精神错乱的冷若甄哪里会听,继续把她当成冷君柔,面容狰狞,“噢,你被抓进牢房了?活该,谁让你跟本宫争跟本宫抢!不过你放心,本宫不会让你痛苦太久,本宫送你归西,你可要感谢本宫呢,想到自己就可以摆脱了,是不是很高兴,很激动,对了,你求本宫吧,跪本宫吧,说不定将来本宫还能给你烧点元宝蜡烛,不然啊,本宫让你在那边饿死,让你冷死,让你被人欺负……”
“不,甄儿,我是娘亲,真的是娘亲,冷君柔那贱人在那,她在那边,你快去刺她,刺死她!”上官燕痛得面容扭曲,眼泪都给逼出来了,身体不停抽搐。
可惜,冷若甄反而刺得更用力,“贱人,想骗我?看我不惩罚你个贱人,惩罚你这谎话连篇的贱货!”
“没有,我没骗你,甄儿,我真的是娘亲,曾经为了你,娘亲什么都愿意做。你也说,这世上,娘亲最好,最值得你爱戴。”上官燕已经泪流满面。
终于,冷若甄停下,皱起眉头,瞪着上官燕,然而只是一会,便又开始刺杀,“哼,怕死鬼,为了逃生竟然认做我娘,不过我告诉你,就算你是她又怎样,本宫照样送她归西,谁让她给本宫找个身份低贱的爹,让本宫什么都比冷君柔那贱人差,所以,她同样该死,更该死,你们都得死,杀,杀……”

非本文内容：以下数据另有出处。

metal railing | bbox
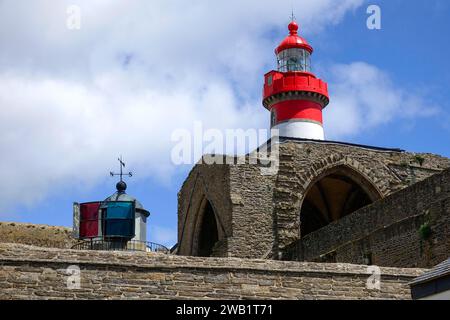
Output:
[71,239,169,253]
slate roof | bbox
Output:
[410,258,450,286]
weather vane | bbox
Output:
[109,156,133,181]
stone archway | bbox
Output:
[191,197,219,257]
[273,153,389,257]
[300,165,382,237]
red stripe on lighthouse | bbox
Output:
[272,100,323,124]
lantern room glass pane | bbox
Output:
[277,48,311,72]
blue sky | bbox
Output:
[0,0,450,245]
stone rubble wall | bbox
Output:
[296,170,450,267]
[0,222,76,248]
[0,244,426,299]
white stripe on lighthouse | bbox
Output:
[273,120,325,140]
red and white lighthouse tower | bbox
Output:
[263,21,329,140]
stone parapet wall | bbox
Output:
[0,244,425,299]
[0,222,76,248]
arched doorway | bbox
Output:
[300,166,381,237]
[197,200,219,257]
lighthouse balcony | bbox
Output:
[263,70,328,103]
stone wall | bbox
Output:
[178,141,450,259]
[0,244,425,299]
[294,166,450,267]
[0,222,76,248]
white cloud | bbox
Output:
[324,62,440,140]
[0,0,362,212]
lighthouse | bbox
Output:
[263,19,329,140]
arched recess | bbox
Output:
[300,165,382,237]
[191,197,221,257]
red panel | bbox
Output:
[272,100,322,124]
[80,202,101,238]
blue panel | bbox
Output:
[104,201,135,239]
[106,202,134,219]
[105,219,134,238]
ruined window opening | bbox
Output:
[198,201,219,257]
[300,168,380,237]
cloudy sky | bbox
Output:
[0,0,450,245]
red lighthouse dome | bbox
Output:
[275,21,313,54]
[263,21,329,140]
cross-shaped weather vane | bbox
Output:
[109,156,133,181]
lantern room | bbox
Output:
[73,158,168,252]
[275,21,313,72]
[263,21,329,140]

上官燕面如死灰,无法再叫,随着冷若甄越来越凶残,她两眼渐渐睁大,呼吸急促,最后,彻底断了气。
残破不堪、浑身是血的身躯朝地面栽,两只眼睛依然死死地睁大着,死不瞑目,死不甘心。她生性凶残,喜欢用药害人,结果,连女儿也被她的药给弄疯,还精神错乱把她当成别人,亲手结果了她。
这会,侍卫才上前抓住冷若甄,把冷若甄架走,冷若甄依然不知自己亲手杀死了亲娘,嘴里继续喊打喊杀,然后又痛苦大叫。
其实,冷君柔安排冷若甄出来,目的只是为了让上官燕看看她种的苦果,让上官燕后悔莫及,根本料不到冷若甄会突然发狂,手刃上官燕。
尽管事情出乎意料,冷君柔却并没命人阻止,而是在古煊的保护下,继续解气地看着这出好戏。上官燕罪该万死,那就顺便让她亲眼看看,她万般疼爱的女儿是如何“报答”她。
娘,你看到了吗?紫晴,你也看到了吗?还有孩儿们,你们都看到了吗?恶人有恶报,坏人得到报应了!我总算,没辜负你们;总算,为你们讨回了公道;你们在天之灵,安息吧,安息吧!
冷君柔仰首,望着碧空万里的天空,美丽的水眸凝满泪水,是高兴欣慰之泪。
一会,她忽觉背后有股异样,便下意识地回头,刚好对上一双炙热的眸瞳,那里面,充满愧疚、自责、哀伤,还有疼爱。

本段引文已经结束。